Un pays où Bora Laskin – avocat, universitaire et juge canadien est devenu en 1973 le premier Juif à occuper le poste de 14e juge en chef du Canada, un pays où, en 2000, Ujjal Dosanjh, un Pendjab est devenu le premier sikh à occuper le poste de premier ministre de la Colombie-Britannique – L’Inde ou le Sikhisme fut fondé est encore à élire un Sikh au poste de Premier ministre.

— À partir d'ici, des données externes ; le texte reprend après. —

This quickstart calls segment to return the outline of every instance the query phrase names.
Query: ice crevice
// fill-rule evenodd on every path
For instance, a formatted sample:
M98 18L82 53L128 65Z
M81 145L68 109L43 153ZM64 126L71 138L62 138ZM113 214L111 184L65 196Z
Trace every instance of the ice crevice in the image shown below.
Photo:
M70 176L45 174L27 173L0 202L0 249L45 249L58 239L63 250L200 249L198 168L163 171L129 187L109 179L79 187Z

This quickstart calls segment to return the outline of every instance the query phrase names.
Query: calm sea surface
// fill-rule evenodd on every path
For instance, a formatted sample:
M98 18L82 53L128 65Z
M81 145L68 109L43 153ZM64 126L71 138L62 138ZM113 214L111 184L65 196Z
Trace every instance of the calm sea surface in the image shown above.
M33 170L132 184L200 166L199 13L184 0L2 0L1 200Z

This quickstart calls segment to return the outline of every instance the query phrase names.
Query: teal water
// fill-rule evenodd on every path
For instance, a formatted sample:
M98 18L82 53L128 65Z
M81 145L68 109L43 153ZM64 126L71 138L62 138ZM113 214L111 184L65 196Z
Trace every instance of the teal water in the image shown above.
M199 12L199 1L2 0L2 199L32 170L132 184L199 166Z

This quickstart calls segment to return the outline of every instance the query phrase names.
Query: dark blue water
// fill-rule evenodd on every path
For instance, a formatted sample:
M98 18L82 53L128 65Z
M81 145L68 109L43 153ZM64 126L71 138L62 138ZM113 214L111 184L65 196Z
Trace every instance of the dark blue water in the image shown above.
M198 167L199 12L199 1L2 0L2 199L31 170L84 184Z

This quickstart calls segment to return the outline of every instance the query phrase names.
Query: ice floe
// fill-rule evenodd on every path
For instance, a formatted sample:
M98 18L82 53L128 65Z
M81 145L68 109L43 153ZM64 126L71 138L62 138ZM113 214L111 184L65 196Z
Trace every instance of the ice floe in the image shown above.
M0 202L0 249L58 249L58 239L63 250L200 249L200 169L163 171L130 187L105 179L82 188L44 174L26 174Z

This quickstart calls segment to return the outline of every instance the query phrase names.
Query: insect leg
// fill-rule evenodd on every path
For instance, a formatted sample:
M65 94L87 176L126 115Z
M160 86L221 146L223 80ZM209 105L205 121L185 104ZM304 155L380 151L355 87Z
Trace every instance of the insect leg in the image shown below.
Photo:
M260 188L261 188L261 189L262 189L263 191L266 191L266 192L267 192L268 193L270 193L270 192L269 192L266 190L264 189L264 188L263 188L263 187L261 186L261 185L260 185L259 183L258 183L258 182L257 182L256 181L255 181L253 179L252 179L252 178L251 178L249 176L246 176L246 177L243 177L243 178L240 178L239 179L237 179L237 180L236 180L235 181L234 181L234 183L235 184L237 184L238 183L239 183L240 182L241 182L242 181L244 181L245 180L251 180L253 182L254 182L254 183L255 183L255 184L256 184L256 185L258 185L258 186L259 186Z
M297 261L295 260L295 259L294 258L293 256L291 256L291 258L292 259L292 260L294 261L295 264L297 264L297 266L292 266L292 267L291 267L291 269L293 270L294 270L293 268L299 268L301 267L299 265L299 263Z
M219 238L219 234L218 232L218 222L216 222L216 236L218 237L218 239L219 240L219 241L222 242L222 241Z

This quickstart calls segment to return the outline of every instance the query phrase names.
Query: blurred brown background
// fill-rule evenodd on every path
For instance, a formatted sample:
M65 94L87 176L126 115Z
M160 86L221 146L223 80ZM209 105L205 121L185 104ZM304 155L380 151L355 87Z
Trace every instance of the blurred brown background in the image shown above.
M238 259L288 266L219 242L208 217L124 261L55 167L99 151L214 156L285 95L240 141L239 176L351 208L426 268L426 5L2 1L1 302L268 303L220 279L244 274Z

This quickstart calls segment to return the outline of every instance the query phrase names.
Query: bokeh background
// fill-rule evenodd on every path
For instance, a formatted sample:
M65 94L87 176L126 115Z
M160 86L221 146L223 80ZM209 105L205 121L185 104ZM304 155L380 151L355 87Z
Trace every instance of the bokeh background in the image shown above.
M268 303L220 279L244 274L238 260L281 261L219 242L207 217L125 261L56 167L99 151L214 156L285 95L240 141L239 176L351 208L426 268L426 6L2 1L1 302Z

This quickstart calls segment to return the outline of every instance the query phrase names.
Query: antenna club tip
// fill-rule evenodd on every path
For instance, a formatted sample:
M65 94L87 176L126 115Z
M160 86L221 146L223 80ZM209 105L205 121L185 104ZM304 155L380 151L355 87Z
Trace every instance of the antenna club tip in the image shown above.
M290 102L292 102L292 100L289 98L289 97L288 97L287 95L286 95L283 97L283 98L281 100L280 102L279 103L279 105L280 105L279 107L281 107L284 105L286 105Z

C’est au Canada où Fatima Houda-Pepin est devenue en 1994 le premier membre musulman marocain de l’Assemblée nationale du Québec, et où en 2010 Naheed Nenshi – un musulman gujarati est devenu le maire de Calgary – la 4e ville en importance du Canada.

Le fait que le Canada ait la plus forte proportion de population née à l’étranger (20,6%) parmi les pays du G8, bien au-dessus des parts de l’Allemagne (13,0%) et des États-Unis (12,9%), atteste que le Canada est non seulement un pays d’accueils mais aussi un modèle de cohabitation et d’égalité.

Ainsi, comme l’a montré la dynastie Alaouite par sa philosophie de gouvernance juste et équitable de tous ses citoyens, sans distinction de race ou de confession, et comme l’a montré le Canada par son multiculturalisme et sa philosophie méritocratique à l’égard de tous ses citoyens, le secret de la longévité d’un régime n’est pas dans la réalisation de ses ambitions de conquête, mais plutôt dans sa volonté de servir équitablement tous ses citoyens.

Il n’est pas surprenant que plus de 96 000 Marocains toutes confession confondu, aient choisi de faire du Canada leur nouvelle patrie – eux et leur modèle de cohabitation ont sans doute grandement contribué à la philosophie du « vivre ensemble » qui fait la renommée du Canada.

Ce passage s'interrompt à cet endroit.